We live in the age of rampant (monetary and price) inflation, more frequent economic crises, chronic deficit spending, unpayable debt, and massive financial bubbles. That’s not accidental. That’s consequential.
This fact and the many economic, social, and even cultural consequences of our fiat money system remain largely unknown to the majority of people. The US dollar became a fiat currency by deceit and not due to the merit of fiat money or by free choice.
So much so that economist Jacques Rueff titled his book The Monetary Sin of the West (1971) in reference to the Bretton Woods gold exchange standard, which was not even a full fiat money system.
What is fiat money? you may ask. Essentially, it is an inconvertible or unbacked currency usually issued by the government/central bank. Fiat money is currency of unlimited supply.
The word fiat comes from Latin and means “let it be done,” used in the sense of a government order and decree. Another key word here is inconvertible. Notice that fiat emerged from paper currency no longer being redeemable for silver and gold.
The US dollar, euro, and all national currencies today are fiat. Thus they can be easily and “endlessly” created, printed, if you prefer. In addition to that, because of fractional reserve banking, commercial banks also create large amounts of money by lending it into existence—artificial credit expansion.
A Brief Recap
For context, let me briefly describe how the Bretton Woods gold exchange system morphed into the global fiat dollar standard.
Bretton Woods is the name the allied nations, led by the United States, gave to the monetary system they designed to govern global trade after World World II because the conference took place in Bretton Woods, New Hampshire, in 1944.
Participating countries agreed that the US dollar would be backed by gold at a fixed exchange rate of $35 per ounce, and that, in turn, other currencies would be linked to the dollar. Hence the name “gold exchange standard” as opposed to the classical gold standard.
This is how the US dollar became the world’s reserve currency. On the promise to be the bridge, or the link, between gold and all other currencies.
Notice, however, that under this arrangement, only governments and central banks could redeem (convert) paper currency for gold. Neither citizens nor businesses were allowed to. Which is a big red flag.
Because governments are not particularly known for honesty and exercising fiscal discipline, as time passed and in order to keep financing its ever-growing spending programs, chief among them war and an expanding welfare state, the US found itself printing more dollars than it could back with gold.
Noticing this, a handful of European countries rightly began to doubt the US’s ability to keep its gold convertibility commitment in light of the increasing currency creation (monetary inflation). This led some countries, France in particular, to start redeeming their paper dollars for gold. Other countries followed suit.
As pressure to redeem mounted, the Nixon administration on August 15, 1971, unilaterally ended the dollar’s convertibility to gold—the very thing that gave the dollar stability, trustworthiness, and international acceptance. Nixon announced:
I have directed Secretary Connally to suspend temporarily the convertibility of the dollar into gold or other reserve assets, except in amounts and conditions determined to be in the interest of monetary stability and in the best interests of the United States.

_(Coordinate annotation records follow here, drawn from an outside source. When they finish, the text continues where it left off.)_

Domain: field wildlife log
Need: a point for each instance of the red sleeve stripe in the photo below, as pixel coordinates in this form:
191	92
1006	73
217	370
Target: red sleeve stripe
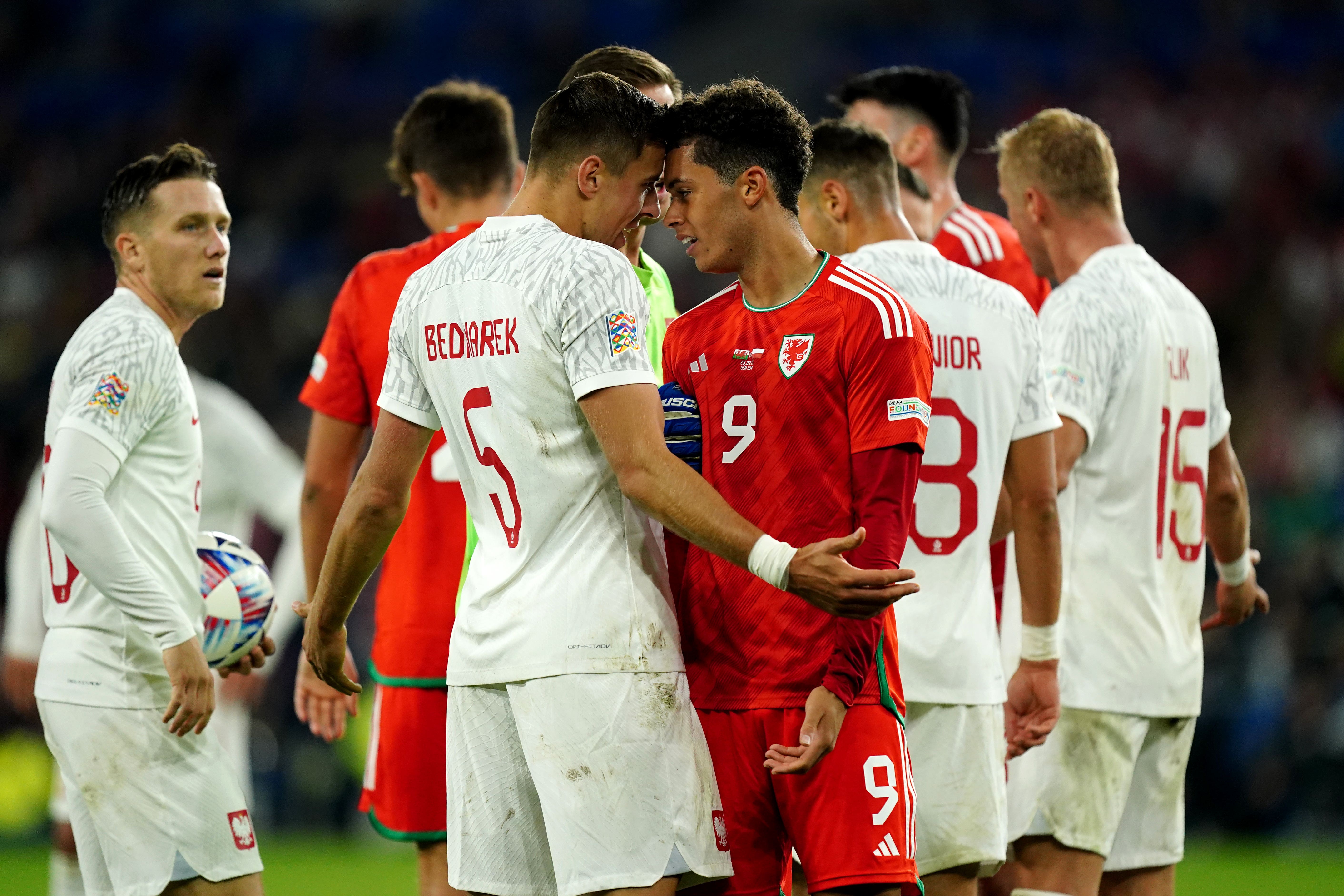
967	242
986	236
877	303
898	306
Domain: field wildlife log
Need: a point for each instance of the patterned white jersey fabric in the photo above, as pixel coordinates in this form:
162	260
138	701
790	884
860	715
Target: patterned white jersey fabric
988	391
1132	358
123	382
495	340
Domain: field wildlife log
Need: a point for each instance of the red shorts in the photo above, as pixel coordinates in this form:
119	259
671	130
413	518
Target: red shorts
405	790
851	817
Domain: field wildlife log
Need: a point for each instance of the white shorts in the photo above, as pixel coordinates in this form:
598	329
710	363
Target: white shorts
580	784
1109	784
957	757
147	807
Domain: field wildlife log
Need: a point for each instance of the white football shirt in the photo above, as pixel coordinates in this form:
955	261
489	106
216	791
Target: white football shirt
495	340
123	382
1132	358
988	391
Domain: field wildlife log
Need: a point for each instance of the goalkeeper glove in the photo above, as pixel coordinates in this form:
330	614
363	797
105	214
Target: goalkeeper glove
681	424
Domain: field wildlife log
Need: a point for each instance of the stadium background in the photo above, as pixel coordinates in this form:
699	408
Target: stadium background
1228	119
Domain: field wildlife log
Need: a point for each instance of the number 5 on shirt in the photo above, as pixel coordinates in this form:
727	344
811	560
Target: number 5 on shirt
479	398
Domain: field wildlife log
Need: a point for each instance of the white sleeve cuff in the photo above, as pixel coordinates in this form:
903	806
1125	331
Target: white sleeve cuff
429	420
613	378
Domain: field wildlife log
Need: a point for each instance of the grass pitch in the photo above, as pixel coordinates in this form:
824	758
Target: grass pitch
299	866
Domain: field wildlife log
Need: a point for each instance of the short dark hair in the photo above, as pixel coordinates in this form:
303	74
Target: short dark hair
741	124
912	182
461	135
939	96
596	115
855	155
131	189
635	68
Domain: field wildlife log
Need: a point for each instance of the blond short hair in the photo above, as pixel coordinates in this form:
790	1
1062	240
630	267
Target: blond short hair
1065	155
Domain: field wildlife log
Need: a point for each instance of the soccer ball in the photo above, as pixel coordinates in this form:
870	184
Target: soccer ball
240	598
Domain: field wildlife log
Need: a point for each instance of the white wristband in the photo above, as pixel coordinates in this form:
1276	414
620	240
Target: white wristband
1236	573
771	559
1039	643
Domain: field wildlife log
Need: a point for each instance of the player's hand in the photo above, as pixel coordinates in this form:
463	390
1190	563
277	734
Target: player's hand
256	659
19	679
1238	604
816	738
682	425
326	652
827	581
193	688
322	707
1033	707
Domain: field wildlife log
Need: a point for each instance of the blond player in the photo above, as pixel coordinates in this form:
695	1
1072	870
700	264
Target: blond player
1147	472
123	686
992	422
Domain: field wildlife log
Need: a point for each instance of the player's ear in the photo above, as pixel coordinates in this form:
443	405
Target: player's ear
588	177
835	201
131	252
753	185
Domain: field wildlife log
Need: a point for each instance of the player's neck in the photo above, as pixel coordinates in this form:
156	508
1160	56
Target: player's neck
1072	242
878	228
943	190
175	319
634	241
463	212
780	265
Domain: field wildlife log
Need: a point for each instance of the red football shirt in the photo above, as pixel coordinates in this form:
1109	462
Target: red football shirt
787	396
991	245
417	592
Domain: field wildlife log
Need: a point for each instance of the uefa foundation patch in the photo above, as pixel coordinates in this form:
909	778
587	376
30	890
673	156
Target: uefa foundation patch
111	393
240	825
908	409
624	332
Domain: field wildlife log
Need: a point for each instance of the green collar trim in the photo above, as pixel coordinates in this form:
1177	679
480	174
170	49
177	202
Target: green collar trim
389	682
407	836
826	257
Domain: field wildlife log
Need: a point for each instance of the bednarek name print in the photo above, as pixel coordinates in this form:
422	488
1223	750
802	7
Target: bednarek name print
474	339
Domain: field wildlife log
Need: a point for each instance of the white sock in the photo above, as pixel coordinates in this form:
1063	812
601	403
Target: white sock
64	875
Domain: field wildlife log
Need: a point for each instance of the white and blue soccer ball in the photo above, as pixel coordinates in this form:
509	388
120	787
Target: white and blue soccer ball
240	598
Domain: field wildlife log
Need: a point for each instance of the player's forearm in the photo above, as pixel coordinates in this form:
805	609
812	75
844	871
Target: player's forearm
76	512
1030	483
328	463
363	530
1038	555
1228	515
678	498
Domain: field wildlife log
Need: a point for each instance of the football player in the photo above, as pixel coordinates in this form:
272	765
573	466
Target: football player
455	151
659	84
123	686
576	762
812	385
1147	472
992	424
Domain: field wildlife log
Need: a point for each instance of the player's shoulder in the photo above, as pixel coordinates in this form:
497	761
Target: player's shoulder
123	327
401	262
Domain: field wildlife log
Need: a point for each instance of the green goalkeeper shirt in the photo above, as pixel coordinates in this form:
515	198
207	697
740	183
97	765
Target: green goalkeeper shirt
662	308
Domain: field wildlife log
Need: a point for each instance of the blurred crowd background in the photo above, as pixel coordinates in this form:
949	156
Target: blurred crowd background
1228	117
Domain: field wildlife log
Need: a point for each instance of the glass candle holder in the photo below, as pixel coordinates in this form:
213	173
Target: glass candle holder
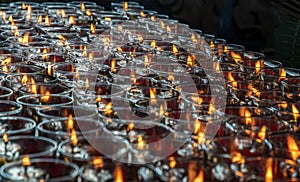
10	108
286	145
233	53
15	125
275	169
17	147
288	112
32	103
88	149
101	170
62	129
5	93
42	88
40	169
65	112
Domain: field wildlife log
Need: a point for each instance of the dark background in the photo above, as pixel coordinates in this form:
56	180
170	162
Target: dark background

In more candid words, the US government defaulted and broke its promise to exchange gold for dollars. That’s how we ended up with today’s global fiat money system—the dollar standard.
Plus the rampant monetary, financial and economic instability; tyranny; and injustice that comes with a fiat money system.
Twenty twenty-one marked the fiftieth anniversary of this “temporary” suspension and thus of the global fiat money system. And despite the worsening socioeconomic situation, given today’s prevalent economic thinking, it is hard, perhaps inconceivable, to imagine the US restoring any sort of link between the dollar and gold in the foreseeable future.
It is worth noting that the “crime of ‘71“ was simply the final blow against moral and sound money and the final step in the journey to fiat money, which, in my view, started in 1913, with the establishment of the current US central bank, the Federal Reserve System.
Today’s global fiat money system, the dollar standard, originated from government trickery and deception by self-serving politicians serving special interest groups, who colluded to bring about a full fiat money system. To the benefit of the ruling elites and in detriment to everyone else.
Now suppose the American public, back in 1971, had been well informed and aware of the insidiously destructive nature of fiat money. Would they have allowed their government to make the dollar a fiat currency?
The reality is humanity lives under a fiat money system. But as sound economics shows and history proves, fiat money is an unreliable and fallible form of money that always comes to an economically and socially destructive end.